Di rumah, kebanyakan orang tua merasa rikuh jika harus menerangkan kepada anak-anaknya. Bagi kebanyakan masyarakat kita, persoalan seksual dianggap sebagai hal yang tabu untuk dibicarakan. Apalagi kepada anak-anak! Sementara di sekolah, tak ada kurikulum yang membidangi masalah ini. Tentang apa itu seksual, apa saja yang termasuk di dalamnya, tentang organ-organ seksual dan fungsinya, hingga proses reproduksinya, dan bagaimana menyikapi rangsangan seksual, semuanya membutuhkan ruang lingkup pengetahuan tersendiri yang cukup rumit. Ternyata sekolah pun tak memilikinya!

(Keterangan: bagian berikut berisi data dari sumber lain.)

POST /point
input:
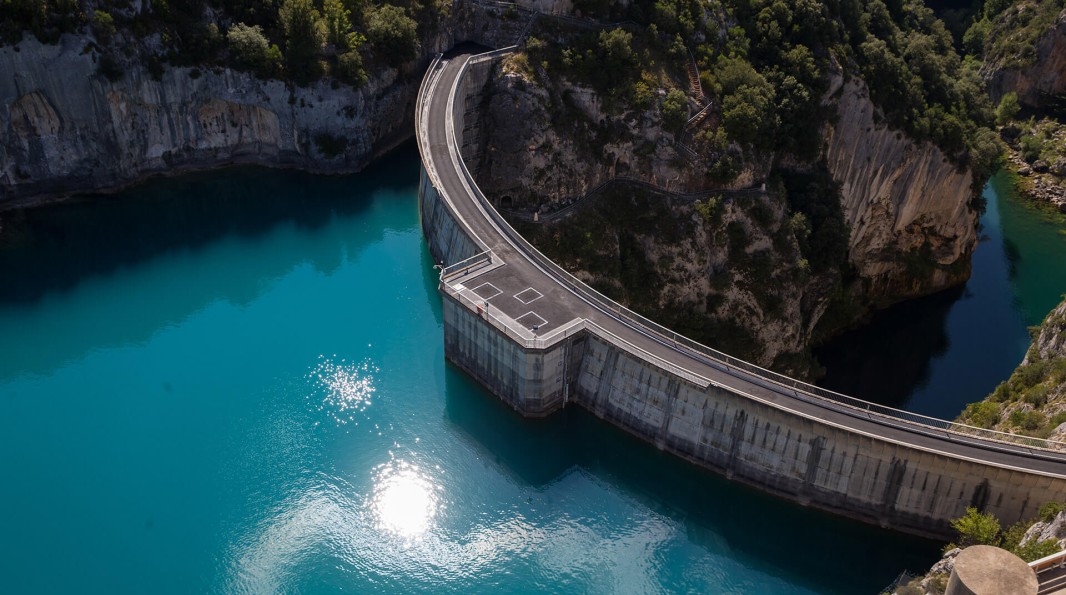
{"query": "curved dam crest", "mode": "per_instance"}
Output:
(540, 340)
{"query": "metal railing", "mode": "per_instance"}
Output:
(467, 264)
(1050, 573)
(757, 374)
(1049, 562)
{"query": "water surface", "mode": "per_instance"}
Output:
(937, 354)
(235, 382)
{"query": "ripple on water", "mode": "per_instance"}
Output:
(342, 389)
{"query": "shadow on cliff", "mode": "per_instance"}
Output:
(57, 247)
(903, 339)
(719, 515)
(181, 244)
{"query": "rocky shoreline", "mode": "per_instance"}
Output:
(1039, 181)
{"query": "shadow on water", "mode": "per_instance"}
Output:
(208, 225)
(54, 248)
(904, 339)
(721, 517)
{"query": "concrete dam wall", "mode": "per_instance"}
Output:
(754, 429)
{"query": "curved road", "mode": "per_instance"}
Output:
(442, 162)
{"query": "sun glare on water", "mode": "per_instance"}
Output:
(404, 501)
(344, 388)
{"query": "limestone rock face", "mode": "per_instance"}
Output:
(900, 199)
(1045, 77)
(538, 163)
(66, 128)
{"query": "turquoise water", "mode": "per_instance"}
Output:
(235, 383)
(952, 349)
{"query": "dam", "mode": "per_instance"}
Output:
(540, 340)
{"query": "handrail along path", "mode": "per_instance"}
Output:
(501, 245)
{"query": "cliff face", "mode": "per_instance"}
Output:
(1033, 400)
(66, 128)
(913, 230)
(1043, 77)
(740, 273)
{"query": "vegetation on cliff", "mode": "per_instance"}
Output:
(301, 41)
(1029, 540)
(765, 64)
(1033, 400)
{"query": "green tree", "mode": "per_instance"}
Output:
(748, 114)
(976, 528)
(675, 110)
(1007, 109)
(392, 33)
(983, 414)
(350, 68)
(103, 25)
(304, 35)
(252, 49)
(338, 20)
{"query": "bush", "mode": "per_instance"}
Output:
(1036, 396)
(252, 49)
(675, 110)
(1050, 510)
(392, 33)
(1035, 550)
(1007, 109)
(350, 68)
(329, 145)
(982, 415)
(103, 25)
(304, 35)
(976, 528)
(1031, 147)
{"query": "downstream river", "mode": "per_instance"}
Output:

Jadi, dari mana anak memperoleh pengetahuan seksual? Mengharapkan mereka akan mengerti dengan sendirinya? Nonsens. Sementara di lingkungan hidup mereka hampir di setiap ke mana arah mata memandang, terdapat pemandangan yang menumbuhkan gairah seksual. Maka, anak akan lebih banyak belajar dari lingkungan tersebut. Juga dari temannya, yang juga menemukan pengalaman-pengalaman seksualnya sendiri, tanpa ada yang membimbing.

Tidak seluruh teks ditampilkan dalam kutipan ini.